Eder. Óleo de Irene Gracia
Marcelo Figueras
Siguiendo la línea del cuento de Ray Bradbury, Mariana Enríquez confiesa que su temor es devenir en uno más del coro. ‘…Nadie está exento de convertirse en un Indignado y sumarse a esas filas de bocas incansables y palmas, de baba y presión alta, de multitud casi lista para linchar, y no pensar, y congratularse, y seguir adelante’, dice en su artículo de la revista Lamujerdemivida. No pude evitar el recuerdo de Las ménades, un cuento de Cortázar que siempre me gustó mucho y que expresa otra manifestación de histeria colectiva, otro éxtasis violento.

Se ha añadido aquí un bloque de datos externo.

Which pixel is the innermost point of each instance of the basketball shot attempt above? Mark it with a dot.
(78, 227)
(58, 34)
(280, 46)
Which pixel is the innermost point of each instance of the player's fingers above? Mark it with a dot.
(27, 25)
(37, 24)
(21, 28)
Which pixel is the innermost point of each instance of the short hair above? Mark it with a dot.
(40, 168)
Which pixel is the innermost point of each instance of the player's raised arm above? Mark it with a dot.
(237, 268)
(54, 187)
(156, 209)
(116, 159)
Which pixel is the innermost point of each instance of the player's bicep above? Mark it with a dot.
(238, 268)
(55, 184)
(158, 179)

El hecho de que el rictus y el graznido de los Indignados repugne a nuestras almas no debería inducirnos al error. Dejar de indignarnos tan sólo para no parecernos a los Indignados sería tan sólo una nueva variante del no pensar y del congratularse, al igual que las muletillas que se repiten en esas fauces bramantes: ‘Esto ya no da para más… ¡Ya no se puede vivir así!’
Porque si de algo estoy seguro es de que las razones para la indignación abundan. En todo caso, estamos mucho menos indignados de lo que deberíamos. Este mundo fabrica injusticias escandalosas a diario. Lo jodido es que además fabrica distracciones, lanza cortinas de humo y nos provee de válvulas de escape que alivian la presión. Esa gente que aparece en la televisión frunciendo la jeta y elevando el tono mientras repite lugares comunes no expresa indignación verdadera, y mucho menos indignación sincera. Lo que hace es abandonarse a un mini brote psicótico socialmente aceptado, al igual que los fragores en el estadio de fútbol, la violencia en los comentarios de los foros de internet y ciertas manifestaciones callejeras. Al mejor estilo de El gatopardo de Lampedusa (y de Visconti, por cierto), se trata de una efusión que no sirve para cambiar nada –pero sirve, eso sí, para masajear la conciencia y el ego del Indignado y dejarlo satisfecho mientras dure el efecto del narcótico.
Como dijo Mónica López Ocón la otra noche, como sostiene Esteban Schmidt en su artículo de la revista, ‘la mejor indignación es la que se vuelve acción, como obra de arte o como programa político’. He ahí un problema esencial de nuestras sociedades: que la rebeldía real ya (casi) no existe, o tal vez que la rebeldía real no es televisada ni se expresa por las radios comerciales. En otros tiempos hubo ideologías, canales naturales de participación, agrupaciones políticas de base, movimientos culturales. Hoy lo que ocupa ese rol social es ‘la señora de los anteojos enormes de carey y tintura Koleston’ que vocifera desde el noticiero, como dice Mariana. Hoy la línea del esto ya no puede seguir así no la marca un Che Guevara ni un Gandhi sino Susana Giménez, que indignadísima decreta, cual Moisés bajando de la montaña: el que mata tiene que morir.
Parafraseando a Schmidt: convirtamos a nuestra digna indignación en una de las bellas artes.